Beginning in the time of the Reformation, there arose efforts to school children everywhere in reading, writing and arithmetic, but above all, in Catechism. Thus, a school came into being quite early on in the parish seat of Konken. At first, the clergyman himself was the teacher, but later it was the bellringer. This “teacher” also taught in the parish's other villages. This meant that he taught perhaps once a week in Albessen – if the schoolchildren were lucky. Sometimes it was once in several weeks. It is likely that this system of schooling had been given up by the time of the Thirty Years' War. For a while in Konken soon after the war, the teaching post was once again filled, but often there was not the produce – for teachers were often paid in kind – to remunerate the teacher.

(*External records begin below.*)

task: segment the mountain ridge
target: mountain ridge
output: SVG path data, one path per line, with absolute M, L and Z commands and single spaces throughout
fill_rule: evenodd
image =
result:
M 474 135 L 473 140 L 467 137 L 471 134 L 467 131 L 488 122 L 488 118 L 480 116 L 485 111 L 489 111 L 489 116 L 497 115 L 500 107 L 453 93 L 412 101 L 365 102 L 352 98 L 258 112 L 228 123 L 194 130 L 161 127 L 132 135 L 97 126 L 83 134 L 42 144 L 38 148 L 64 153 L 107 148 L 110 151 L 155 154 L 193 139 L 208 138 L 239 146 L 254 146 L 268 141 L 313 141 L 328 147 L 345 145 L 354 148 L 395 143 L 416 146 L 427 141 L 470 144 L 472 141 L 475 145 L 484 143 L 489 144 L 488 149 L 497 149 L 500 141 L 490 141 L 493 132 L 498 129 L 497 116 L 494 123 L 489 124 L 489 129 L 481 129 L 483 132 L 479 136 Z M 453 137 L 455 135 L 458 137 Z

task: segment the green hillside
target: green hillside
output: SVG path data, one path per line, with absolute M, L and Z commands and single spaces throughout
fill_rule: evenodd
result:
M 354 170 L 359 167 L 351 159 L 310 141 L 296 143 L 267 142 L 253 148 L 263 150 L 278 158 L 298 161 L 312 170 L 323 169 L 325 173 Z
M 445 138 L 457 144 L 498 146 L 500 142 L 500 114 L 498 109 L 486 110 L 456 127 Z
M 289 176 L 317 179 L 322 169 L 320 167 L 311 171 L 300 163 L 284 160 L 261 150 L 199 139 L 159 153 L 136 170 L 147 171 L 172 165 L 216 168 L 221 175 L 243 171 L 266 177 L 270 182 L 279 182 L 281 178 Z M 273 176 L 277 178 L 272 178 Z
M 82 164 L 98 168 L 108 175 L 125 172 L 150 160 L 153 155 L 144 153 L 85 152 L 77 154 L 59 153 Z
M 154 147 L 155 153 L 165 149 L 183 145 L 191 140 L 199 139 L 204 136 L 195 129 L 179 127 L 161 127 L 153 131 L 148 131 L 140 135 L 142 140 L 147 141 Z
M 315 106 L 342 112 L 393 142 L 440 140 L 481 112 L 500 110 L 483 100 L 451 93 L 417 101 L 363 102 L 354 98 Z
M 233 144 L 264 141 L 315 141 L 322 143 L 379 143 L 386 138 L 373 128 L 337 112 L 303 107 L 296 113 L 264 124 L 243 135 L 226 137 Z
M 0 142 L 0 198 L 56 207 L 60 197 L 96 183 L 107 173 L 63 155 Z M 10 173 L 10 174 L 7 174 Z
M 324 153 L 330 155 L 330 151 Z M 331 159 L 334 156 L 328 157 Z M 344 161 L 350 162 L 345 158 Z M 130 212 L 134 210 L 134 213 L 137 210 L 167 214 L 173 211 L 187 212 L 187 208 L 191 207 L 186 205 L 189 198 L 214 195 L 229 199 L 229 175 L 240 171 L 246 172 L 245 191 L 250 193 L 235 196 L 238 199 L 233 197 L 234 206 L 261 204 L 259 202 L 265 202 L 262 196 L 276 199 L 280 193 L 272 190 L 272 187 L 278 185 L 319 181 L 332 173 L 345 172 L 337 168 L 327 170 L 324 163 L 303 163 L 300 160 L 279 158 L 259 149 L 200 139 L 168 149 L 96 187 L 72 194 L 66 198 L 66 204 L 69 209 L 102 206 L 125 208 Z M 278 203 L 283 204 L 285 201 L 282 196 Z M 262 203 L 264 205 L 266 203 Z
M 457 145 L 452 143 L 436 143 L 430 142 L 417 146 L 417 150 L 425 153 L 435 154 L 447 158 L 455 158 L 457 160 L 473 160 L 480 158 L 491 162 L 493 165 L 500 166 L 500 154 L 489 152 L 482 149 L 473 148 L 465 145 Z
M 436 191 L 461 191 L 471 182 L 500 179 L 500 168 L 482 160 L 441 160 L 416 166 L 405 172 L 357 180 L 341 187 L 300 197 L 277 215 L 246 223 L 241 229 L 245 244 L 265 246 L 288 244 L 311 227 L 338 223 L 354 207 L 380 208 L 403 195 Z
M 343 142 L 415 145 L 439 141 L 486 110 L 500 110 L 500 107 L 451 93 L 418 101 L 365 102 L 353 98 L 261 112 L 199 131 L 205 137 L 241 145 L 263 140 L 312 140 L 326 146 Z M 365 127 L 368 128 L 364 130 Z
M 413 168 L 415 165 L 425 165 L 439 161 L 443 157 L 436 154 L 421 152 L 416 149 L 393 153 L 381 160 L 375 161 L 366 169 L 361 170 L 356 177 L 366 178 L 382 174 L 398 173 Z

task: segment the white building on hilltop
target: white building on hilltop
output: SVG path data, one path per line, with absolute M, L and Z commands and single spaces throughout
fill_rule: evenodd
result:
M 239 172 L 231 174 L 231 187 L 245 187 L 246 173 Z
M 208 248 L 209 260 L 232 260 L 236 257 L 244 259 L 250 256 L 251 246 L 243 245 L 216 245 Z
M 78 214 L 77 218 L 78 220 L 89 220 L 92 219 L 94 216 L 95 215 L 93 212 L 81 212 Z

The teacher's salary was raised throughout the parish. In Albessen, this meant that a villager had to pay the schoolteacher half a barrel of grain in the early 18th century for each child that he sent to school. In 1735, however, the village was relieved of school grain payments. This can only mean that the children neither received schooling in their own village, nor went to school down in Konken. Regular schooling did not come until the 19th century after Albessen had become Bavarian. In 1821, the first schoolhouse was built in Albessen, which given the rise in population and the attendant rising demand for schooling, was soon too small. It was not until 1891, however, that the municipality had a new schoolhouse built. During the Second World War, the village had no more teacher at its disposal, and schoolchildren had to make the half-hour trip to Konken. In 1965, the school was closed for good. There was a school strike, because no proper means of transportation was available to the schoolchildren. This problem was overcome after a short while. Today, primary school pupils attend school in Konken, while Hauptschule students travel to the Roßberg in Kusel. Also located in Kusel are secondary schools, a vocational school and special schools.[22]
Jakob Dauber (b. 1829 in Osterbrücken, d. 1886 in Kusel) A teacher and a spare-time writer, Dauber composed many poems in both High German and the local speech, some of which he published under the pseudonym Freimund Jakob von Rechtenbach. In line with the events and outlooks of his time, these poetic works were to a great extent marked by patriotic pathos.